It’s 2022, so chances are you know by now that focused physical activity, aka exercise is good for you! Moving your bodies in a way you enjoy is not only wonderful for a healthy heart, lungs and muscles but has a huge impact on mental health too. In addition to “exercise,” you have probably heard about “daily steps,” or maybe even asked how active you are outside of your “workout” time. These movements are actually NEAT!

NEAT stands for Non-Exercise Activity Thermogenesis, and perhaps in basic terms, all the movement we do that isn’t “focused physical activity,” aka “exercise.”

NEAT activities include walking your dog, cleaning, dancing in the shower, walking at the grocery store, running around at work or after kids, etc.

When you are thinking about your overall activity level and the number of calories you burn a day, you might be surprised to find out that NEAT activities can make up a large part of these. YES, most people need to add in focused physical activity to meet their health and wellness goals and requirements, but no one should ignore their NEAT activities either. On the contrary, some people think that they do more NEAT activities than they really do or overestimate the amount of movement and calories burned during these everyday tasks. NEAT activities may be something that can help you with your overall health and wellness.

NEAT activities may just be what you need to kick yourself into a higher gear. If you are struggling with your energy levels, your body isn’t feeling as strong or agile, or you notice that your weight isn’t where you feel your best, don’t panic. Adding in a little NEAT time may be all that you need!

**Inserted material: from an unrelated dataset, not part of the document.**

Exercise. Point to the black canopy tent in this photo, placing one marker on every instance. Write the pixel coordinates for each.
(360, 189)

Ask yourself, realistically how much NEAT time you are spending per day, week or month. Some of us are busier on some days and less on others. For example, if you tend to only spend NEAT time on the weekends, it might not be enough to keep you where you want to be for the whole week. If you are mostly sedentary except for a couple of days a month, then more NEAT time could be just what you need.

Yet, anytime we are trying to figure out where we need to go, we must find out where we are today! Pedometers, Fitbits and phone trackers are a great tool to find out just how NEAT you already are. Check out your phone to see if it has any free tracking features as well. Then you can decide how much more NEAT time you want and or need.

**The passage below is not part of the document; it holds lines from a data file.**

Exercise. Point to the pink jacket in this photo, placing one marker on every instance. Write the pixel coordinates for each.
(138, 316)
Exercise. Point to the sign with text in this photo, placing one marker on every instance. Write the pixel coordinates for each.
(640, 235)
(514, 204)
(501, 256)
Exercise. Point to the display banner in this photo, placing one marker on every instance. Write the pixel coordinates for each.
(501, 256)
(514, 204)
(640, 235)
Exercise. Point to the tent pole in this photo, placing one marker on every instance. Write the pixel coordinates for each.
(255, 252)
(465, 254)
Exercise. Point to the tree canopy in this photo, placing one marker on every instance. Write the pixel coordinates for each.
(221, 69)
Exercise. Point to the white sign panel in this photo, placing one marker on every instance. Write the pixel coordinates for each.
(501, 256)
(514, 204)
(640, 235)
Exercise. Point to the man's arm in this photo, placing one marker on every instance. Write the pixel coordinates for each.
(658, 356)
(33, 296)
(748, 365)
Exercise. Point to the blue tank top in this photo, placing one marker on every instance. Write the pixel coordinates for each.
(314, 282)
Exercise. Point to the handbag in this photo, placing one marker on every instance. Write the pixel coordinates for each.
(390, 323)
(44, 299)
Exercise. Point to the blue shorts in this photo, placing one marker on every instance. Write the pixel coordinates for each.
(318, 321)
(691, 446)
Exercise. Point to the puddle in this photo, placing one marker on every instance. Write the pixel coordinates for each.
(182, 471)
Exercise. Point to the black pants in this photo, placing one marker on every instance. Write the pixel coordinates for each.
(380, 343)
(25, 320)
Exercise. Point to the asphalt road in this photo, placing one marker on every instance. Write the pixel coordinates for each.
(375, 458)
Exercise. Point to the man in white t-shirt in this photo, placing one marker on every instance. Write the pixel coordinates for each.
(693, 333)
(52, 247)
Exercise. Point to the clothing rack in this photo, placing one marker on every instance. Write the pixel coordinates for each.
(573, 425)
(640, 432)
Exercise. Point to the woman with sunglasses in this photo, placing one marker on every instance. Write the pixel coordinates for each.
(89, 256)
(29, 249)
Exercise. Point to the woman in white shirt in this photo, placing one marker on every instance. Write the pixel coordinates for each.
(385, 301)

To add in more NEAT time is quite easy! Here are some ideas:

Stand more. If you can stand while working, talking on the phone, do it.

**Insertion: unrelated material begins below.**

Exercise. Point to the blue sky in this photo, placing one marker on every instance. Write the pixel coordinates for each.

Move more. If you can dance while you cook, march in place on the phone, or look for little ways to move more while doing menial tasks, do it.

Clean every day. This is a double bang for your NEAT buck! Cleaning often means moving. IF you set up a couple of tasks a day, you’ll get those extra steps in and have a cleaner space too.

Walk more. Take the stairs, park a little further away, walk to see someone instead of calling. It makes such a huge difference! Think about it! 500 extra steps a day is over a mile and a half a week.

Play more. Play with the kids, dance with your partner, make things a little more fun and active to get more movement.

Go shopping! If you don’t love walking, but you enjoy shopping or bargain hunting, head to the store for some NEAT time.

Fidget, sometimes tapping your foot or moving your hands can be distracting, but other times that little bit of movement can also help you feel more alert, and it counts as movement too!

Stretch. Stretching is so good for us! Reach to the sky a few times a day, reach for your toes, check in with your neck. Bodies are made to move, so think of it as a little happy break when you have been stationary for a while.

The more we move, the more calories we burn. If you are looking to lose/maintain weight, movement is going to be a big piece of that puzzle. The movement also helps us to stabilize our blood sugar, keep our hearts healthy and prevent a multitude of diseases. Our brains also crave activity, and mini bursts of movement can help fulfill that too. We aren’t saying you need to immediately join a Spin® class or come to Zumba® but look for little NEAT activities!

If you are already active and committed to consistent physical activity, think about your NEAT time. One boxing class a week is a great workout, but we need more movement than just that. Add in some NEAT time! Take some of the tips above to make sure you are moving throughout the day, not just at your regular workout times. Before you know it, it will feel more natural and just a part of your daily life to be moving, grooving and embracing more NEAT time!